IF Filters and HD Radio Self-Noise

Nearly all stereo decoders use a 38 kHz square wave to demodulate the L−R signal, which occupies 23 to 53 kHz in the stereo composite. An unintended consequence is that the waveform's fifth harmonic demodulates power near 190 kHz. HD Radio digital sidebands, which appear at 129 to 198 kHz for hybrid service mode MP1, can cause an annoying background noise when the fifth harmonic demodulates them. Extended hybrid signals, whose spectrum begins near 116 kHz for service mode MP3, cause additional noise due to the third harmonic at 114 kHz. A lowpass filter between the FM detector and stereo decoder can eliminate this HD Radio self-noise.

These images from an HP 141T/8553B/8552B spectrum analyzer show the detected spectrum in several tuners for various IF filters. I sampled the signals at the detector output prior to any postdetection filter. The horizontal span is 0 to 200 kHz, the vertical scale is 10 dB/div, and the analysis-filter bandwidth is 3 kHz.

This is the demodulated spectrum of KUSC in Los Angeles in a Yamaha T-1020 tuner. The tuner had two Murata SFE10.7MA5 280 kHz ceramic filters installed. The digital sidebands occupy spectrum about 129 to 198 kHz from the center of the RF channel. Analog modulation smears the demodulated digital spectrum by moving the carrier with respect to the digital sidebands. The smearing is visible in this image and in the ones that follow.

The 190 kHz fifth harmonic of the stereo decoder's 38 kHz oscillator can demodulate the sideband power between 175 and 198 kHz to baseband. This is the area of interest. (The digital sidebands may get smeared to within demodulation range of the 114 kHz third harmonic, but the resulting noise is likely to be audibly masked by the modulation that caused the smearing.)

This compares the spectra for two SFE10.7MXs, which came with the tuner, and a pair of SFE10.7MP3s. Both are specified as 250 kHz wide at the −3-dB point. The lower trace for the MP3s is nearly identical to that of the 280s in the previous image.

This is the spectrum for two SFE10.7MS2 230-kHz filters. Noise near 190 kHz is 13 dB lower than with the MXs, and about 10 dB lower than with the MP3s.

This overlaps the spectra of the 230s and the MXs. The 230 spectrum is slightly corrupted by an adjacent-channel carrier near 200 kHz, but the difference between the filters is clear.

This overlaps spectra for pairs of 280, 180, and 150 kHz filters in a Kenwood KT-45 for KCRW in Santa Monica. The 180s were stock. This is the only single-bandwidth tuner I've come across that came with narrow filters installed.

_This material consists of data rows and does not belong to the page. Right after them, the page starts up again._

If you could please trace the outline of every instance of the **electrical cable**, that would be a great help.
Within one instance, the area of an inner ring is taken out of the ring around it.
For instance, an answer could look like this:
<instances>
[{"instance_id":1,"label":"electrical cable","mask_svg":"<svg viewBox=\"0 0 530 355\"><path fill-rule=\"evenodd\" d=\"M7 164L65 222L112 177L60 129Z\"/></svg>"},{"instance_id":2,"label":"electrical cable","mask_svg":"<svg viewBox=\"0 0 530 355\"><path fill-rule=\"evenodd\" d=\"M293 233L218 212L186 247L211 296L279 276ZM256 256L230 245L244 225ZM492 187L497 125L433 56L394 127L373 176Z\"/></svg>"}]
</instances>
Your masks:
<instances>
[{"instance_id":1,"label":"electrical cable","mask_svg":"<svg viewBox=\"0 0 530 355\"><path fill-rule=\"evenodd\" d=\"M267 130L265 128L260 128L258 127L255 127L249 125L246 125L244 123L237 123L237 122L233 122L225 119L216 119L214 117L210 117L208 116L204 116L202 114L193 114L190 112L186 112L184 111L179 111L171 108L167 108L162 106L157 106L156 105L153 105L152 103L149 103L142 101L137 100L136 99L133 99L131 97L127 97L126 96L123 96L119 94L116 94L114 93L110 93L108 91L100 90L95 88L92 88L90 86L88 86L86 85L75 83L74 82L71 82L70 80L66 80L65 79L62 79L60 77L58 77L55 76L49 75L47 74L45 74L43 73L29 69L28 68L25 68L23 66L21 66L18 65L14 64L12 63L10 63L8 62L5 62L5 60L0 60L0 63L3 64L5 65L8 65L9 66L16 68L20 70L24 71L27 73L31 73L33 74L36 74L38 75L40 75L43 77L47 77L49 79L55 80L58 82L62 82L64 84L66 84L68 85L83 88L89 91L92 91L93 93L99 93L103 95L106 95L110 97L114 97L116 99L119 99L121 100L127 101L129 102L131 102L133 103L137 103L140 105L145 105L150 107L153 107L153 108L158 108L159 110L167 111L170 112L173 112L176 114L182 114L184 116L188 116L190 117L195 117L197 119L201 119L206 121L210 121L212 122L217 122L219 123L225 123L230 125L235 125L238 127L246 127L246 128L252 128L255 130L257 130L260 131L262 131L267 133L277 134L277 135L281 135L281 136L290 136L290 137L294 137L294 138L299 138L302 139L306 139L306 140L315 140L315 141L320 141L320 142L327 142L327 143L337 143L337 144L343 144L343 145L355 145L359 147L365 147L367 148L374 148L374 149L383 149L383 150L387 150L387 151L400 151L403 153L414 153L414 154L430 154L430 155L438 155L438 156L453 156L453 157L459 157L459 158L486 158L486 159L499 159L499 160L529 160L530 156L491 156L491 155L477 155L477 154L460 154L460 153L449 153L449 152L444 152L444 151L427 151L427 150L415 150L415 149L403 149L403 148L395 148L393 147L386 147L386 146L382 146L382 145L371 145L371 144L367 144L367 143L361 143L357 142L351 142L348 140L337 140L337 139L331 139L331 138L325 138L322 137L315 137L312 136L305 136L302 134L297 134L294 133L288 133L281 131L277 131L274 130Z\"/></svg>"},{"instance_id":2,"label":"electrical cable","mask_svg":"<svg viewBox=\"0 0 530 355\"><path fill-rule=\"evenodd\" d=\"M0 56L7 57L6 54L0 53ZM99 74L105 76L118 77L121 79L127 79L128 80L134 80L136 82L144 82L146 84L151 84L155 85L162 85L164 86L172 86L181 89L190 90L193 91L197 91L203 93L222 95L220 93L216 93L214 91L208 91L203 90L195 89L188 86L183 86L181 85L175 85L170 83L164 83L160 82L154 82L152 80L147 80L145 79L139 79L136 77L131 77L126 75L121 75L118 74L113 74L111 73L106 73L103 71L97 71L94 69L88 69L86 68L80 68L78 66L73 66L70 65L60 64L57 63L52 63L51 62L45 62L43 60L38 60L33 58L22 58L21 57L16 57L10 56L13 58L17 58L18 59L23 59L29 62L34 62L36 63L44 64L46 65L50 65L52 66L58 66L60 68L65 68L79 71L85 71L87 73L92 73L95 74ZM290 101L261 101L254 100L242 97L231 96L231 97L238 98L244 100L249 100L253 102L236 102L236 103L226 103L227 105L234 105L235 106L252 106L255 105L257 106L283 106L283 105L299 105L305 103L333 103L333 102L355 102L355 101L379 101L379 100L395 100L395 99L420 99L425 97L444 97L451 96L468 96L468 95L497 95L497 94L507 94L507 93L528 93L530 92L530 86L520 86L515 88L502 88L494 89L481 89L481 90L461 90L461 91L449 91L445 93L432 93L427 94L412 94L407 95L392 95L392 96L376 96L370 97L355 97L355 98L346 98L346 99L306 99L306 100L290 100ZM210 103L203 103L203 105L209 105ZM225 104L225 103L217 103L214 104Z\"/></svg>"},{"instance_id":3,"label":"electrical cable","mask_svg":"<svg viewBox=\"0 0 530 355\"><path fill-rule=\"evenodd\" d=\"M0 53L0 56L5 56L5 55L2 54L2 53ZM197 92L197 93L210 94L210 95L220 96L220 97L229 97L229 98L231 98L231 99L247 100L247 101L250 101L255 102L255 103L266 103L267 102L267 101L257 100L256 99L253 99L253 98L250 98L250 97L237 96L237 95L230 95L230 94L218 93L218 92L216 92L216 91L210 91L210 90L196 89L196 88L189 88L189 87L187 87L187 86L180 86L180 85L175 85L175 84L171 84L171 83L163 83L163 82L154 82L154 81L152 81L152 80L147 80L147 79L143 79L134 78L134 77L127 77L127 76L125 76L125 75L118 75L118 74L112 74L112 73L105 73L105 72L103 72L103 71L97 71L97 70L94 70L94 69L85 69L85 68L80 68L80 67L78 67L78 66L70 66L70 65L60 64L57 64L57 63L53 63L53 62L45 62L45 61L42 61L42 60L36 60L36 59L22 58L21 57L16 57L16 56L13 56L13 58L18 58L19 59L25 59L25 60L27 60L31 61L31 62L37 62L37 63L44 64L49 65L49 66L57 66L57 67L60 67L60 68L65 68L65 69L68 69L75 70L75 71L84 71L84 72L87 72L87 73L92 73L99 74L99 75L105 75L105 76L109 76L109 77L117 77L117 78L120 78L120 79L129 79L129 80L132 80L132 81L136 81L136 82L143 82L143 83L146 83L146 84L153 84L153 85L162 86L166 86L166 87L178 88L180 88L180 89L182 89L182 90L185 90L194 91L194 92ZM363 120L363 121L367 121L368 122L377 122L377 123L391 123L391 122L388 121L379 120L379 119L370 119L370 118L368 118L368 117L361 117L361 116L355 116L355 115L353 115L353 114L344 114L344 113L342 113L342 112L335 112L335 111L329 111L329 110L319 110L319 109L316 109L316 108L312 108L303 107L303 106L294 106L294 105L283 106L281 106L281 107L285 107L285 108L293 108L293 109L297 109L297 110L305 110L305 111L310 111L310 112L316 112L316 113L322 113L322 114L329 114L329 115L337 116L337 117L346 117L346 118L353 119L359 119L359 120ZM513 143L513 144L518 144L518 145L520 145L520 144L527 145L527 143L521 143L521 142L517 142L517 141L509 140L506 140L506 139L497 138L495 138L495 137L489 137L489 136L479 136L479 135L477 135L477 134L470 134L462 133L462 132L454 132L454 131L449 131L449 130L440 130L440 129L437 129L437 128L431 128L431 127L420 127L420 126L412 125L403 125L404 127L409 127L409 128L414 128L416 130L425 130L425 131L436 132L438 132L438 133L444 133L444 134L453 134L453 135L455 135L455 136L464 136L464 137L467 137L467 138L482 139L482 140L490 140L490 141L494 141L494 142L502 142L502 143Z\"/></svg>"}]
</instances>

This image overlaps wide and narrow spectra for KYSR in Los Angeles in a Technics ST-G5 tuner. The wide filter is a 230 followed by a 280, while narrow adds a pair of 150s. The narrow filter drops the response more than 30 dB at 190 kHz. Because the ST-G5 has no postdetection filter, the audible difference in HD Radio self-noise between the two bandwidth settings is pronounced. The 19 kHz pilot has been mostly cancelled at this test point.

This shows wide and narrow spectra for KWVE in San Clemente in a Technics ST-9030 tuner. The station was transmitting in mono. The wide filter is a phase-linear LC block with 23 dB of alternate-channel selectivity. Narrow is a pair of 110 kHz SFE10.7MHYs.

This image compares four 230s vs four 250s (MP3s) in a Sony ST-J75 for KKJZ in Long Beach. (The traces are noisier than in previous images because the spectrum analyzer was set for less video filtering.) Using the pilot as a reference, cascading four filters instead of two drops the digital sidebands an additional 20 dB near 190 kHz. The 230s drop the sidebands another 18 dB. The ST-J75 has a very effective LC postdetection filter and HD Radio self-noise isn't a problem for either set of IF filters.